Soluble proteins that inhibit sPLA2s have been isolated from the blood of snakes and some other animals. These are ecologically connected with venomous snakes and are known as PLA2-inhibitory proteins, or PLIs [50]. The PLIs that interact with sPLA2s and inhibit their enzymatic activity have been purified from the sera of venomous (Crotalinae, Viperidae and Elapidae) as well as non-venomous snakes (for details, see recent reviews by Sanchez et al. and Santos-Filho et al. [51,52]). In this case, inhibition of sPLA2 in solution takes place (E ⇄ E·Is, see Figure 2). Three types of PLIs have been classified: C-type lectin-like proteins (α-PLIs), molecules bearing leucine-rich repeats similar to human α2-glycoprotein (β-PLIs) and those with a three-finger configuration (γ-PLIs) of acidic glycoproteins. Proteins responsible for resistance of snakes to their own venom were found in the blood of these animals; these proteins do not belong to the Ig family. The snake venom-poisoning resistance of some animals feeding on snakes, such as the opossum, mongoose and hedgehog, has been linked to similar proteins in their blood.

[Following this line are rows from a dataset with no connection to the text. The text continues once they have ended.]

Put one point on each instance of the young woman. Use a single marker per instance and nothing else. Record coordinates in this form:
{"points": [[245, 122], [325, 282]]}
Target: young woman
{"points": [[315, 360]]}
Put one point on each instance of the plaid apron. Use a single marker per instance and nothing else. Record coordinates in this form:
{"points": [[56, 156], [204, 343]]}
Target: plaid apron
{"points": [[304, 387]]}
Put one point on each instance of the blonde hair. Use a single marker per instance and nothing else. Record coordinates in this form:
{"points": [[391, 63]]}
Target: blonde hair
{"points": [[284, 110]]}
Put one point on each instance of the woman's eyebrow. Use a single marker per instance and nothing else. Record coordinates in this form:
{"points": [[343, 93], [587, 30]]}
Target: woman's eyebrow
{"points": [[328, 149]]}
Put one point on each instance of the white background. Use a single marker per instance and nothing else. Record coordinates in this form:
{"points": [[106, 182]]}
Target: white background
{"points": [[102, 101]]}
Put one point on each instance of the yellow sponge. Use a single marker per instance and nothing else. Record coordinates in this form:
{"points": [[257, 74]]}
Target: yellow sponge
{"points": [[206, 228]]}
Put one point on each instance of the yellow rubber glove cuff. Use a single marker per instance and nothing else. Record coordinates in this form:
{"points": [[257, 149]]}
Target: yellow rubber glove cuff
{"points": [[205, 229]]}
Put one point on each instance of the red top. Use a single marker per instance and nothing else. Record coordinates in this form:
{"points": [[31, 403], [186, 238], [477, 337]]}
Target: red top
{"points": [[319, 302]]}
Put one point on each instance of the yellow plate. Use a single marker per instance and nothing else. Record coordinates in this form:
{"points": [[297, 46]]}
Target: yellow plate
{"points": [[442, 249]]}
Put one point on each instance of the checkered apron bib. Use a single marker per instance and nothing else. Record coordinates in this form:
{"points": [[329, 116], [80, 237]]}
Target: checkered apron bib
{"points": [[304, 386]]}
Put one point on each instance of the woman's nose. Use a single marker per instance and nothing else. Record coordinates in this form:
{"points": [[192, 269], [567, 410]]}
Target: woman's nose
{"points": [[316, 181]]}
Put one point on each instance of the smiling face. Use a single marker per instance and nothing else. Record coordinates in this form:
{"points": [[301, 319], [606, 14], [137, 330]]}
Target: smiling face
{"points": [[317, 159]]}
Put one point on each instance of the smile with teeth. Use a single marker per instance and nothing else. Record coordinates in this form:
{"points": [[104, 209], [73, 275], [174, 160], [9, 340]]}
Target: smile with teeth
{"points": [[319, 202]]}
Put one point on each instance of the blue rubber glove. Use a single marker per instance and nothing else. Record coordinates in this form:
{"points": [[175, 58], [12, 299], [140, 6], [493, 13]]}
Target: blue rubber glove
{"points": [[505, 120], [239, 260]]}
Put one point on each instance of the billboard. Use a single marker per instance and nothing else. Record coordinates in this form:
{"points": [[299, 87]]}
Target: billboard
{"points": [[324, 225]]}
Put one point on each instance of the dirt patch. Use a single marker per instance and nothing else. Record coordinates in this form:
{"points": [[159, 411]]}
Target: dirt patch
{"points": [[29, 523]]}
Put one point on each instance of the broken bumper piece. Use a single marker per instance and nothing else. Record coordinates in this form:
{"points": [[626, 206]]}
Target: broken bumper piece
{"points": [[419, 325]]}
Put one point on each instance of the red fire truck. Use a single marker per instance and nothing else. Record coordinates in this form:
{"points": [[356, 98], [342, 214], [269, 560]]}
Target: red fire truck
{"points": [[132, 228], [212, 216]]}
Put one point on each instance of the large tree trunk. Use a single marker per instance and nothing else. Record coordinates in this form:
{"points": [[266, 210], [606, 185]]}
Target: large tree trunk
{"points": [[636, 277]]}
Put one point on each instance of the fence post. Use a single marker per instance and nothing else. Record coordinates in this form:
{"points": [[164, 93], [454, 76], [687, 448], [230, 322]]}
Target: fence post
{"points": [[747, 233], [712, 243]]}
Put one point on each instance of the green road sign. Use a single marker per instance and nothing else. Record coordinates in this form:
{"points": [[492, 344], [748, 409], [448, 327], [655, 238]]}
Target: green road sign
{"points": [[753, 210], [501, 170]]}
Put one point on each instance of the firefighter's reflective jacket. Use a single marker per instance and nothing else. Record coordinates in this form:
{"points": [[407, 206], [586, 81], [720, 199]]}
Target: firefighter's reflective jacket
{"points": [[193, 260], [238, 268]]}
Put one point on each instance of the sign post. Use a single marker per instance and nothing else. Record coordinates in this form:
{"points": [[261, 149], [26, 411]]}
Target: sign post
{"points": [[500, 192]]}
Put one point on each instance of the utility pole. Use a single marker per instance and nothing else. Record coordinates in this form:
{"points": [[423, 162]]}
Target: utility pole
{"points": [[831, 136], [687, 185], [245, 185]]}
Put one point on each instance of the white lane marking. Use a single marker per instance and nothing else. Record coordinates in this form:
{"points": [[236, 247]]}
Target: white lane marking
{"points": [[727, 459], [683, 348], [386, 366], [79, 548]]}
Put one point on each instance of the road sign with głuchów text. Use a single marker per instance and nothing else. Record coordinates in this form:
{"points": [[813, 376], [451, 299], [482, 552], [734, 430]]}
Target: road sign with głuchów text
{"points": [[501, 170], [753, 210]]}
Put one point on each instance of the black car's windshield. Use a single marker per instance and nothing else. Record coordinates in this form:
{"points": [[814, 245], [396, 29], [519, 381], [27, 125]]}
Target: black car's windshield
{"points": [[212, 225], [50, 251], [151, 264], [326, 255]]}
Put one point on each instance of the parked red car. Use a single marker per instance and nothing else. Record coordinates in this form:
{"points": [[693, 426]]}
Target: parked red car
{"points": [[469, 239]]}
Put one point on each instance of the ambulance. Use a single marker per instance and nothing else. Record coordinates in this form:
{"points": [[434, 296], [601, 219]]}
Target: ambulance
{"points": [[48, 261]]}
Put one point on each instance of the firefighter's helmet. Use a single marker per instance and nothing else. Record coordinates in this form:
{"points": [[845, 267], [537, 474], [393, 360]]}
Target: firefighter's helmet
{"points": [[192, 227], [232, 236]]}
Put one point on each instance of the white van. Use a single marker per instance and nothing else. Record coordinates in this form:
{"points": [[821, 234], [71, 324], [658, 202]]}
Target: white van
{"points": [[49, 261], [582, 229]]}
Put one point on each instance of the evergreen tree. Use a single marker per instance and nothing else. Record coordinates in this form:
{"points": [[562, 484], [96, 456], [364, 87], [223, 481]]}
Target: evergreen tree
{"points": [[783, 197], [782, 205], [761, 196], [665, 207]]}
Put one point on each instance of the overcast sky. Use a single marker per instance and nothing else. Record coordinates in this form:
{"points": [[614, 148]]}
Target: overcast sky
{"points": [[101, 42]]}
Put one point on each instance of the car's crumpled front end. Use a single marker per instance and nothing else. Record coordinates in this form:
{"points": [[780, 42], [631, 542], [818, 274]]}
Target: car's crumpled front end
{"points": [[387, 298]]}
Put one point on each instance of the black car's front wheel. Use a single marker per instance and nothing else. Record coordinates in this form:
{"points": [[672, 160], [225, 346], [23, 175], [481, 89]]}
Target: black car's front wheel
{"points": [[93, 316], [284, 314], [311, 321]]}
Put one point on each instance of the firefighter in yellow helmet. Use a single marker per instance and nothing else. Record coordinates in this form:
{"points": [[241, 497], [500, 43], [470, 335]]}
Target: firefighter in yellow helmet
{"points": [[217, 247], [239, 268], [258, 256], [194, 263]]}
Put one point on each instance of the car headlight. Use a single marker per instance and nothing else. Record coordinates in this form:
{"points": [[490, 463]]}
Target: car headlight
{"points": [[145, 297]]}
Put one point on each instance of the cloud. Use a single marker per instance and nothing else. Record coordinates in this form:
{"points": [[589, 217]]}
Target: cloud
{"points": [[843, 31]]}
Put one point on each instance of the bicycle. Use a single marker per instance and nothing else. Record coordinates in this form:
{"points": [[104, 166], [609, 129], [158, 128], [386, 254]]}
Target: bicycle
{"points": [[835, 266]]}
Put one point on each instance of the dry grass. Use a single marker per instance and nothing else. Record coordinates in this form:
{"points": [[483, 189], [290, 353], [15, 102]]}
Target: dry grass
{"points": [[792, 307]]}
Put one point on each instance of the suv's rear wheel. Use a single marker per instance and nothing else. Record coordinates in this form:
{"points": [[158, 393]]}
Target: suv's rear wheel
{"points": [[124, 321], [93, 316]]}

The sPLA2-binding element in α-PLIs probably resides in the C-type CRD-like domain, the most conserved portion of α-PLI molecules, comprising 60–70% of the sequence of each subunit. Type-α PLIs bind specifically to group II, but not group I or III, sPLA2s. The β-PLI sequence is unique, showing no significant homology to the α-PLIs; it contains 9 leucine-rich repeats (LRRs), each of 24 amino acid residues, encompassing over two-thirds of the molecule [53]. γ-PLIs are distributed more widely than α- and β-PLIs; they display broader sPLA2 specificity, being able to bind to group I, groups II and also group III sPLA2s.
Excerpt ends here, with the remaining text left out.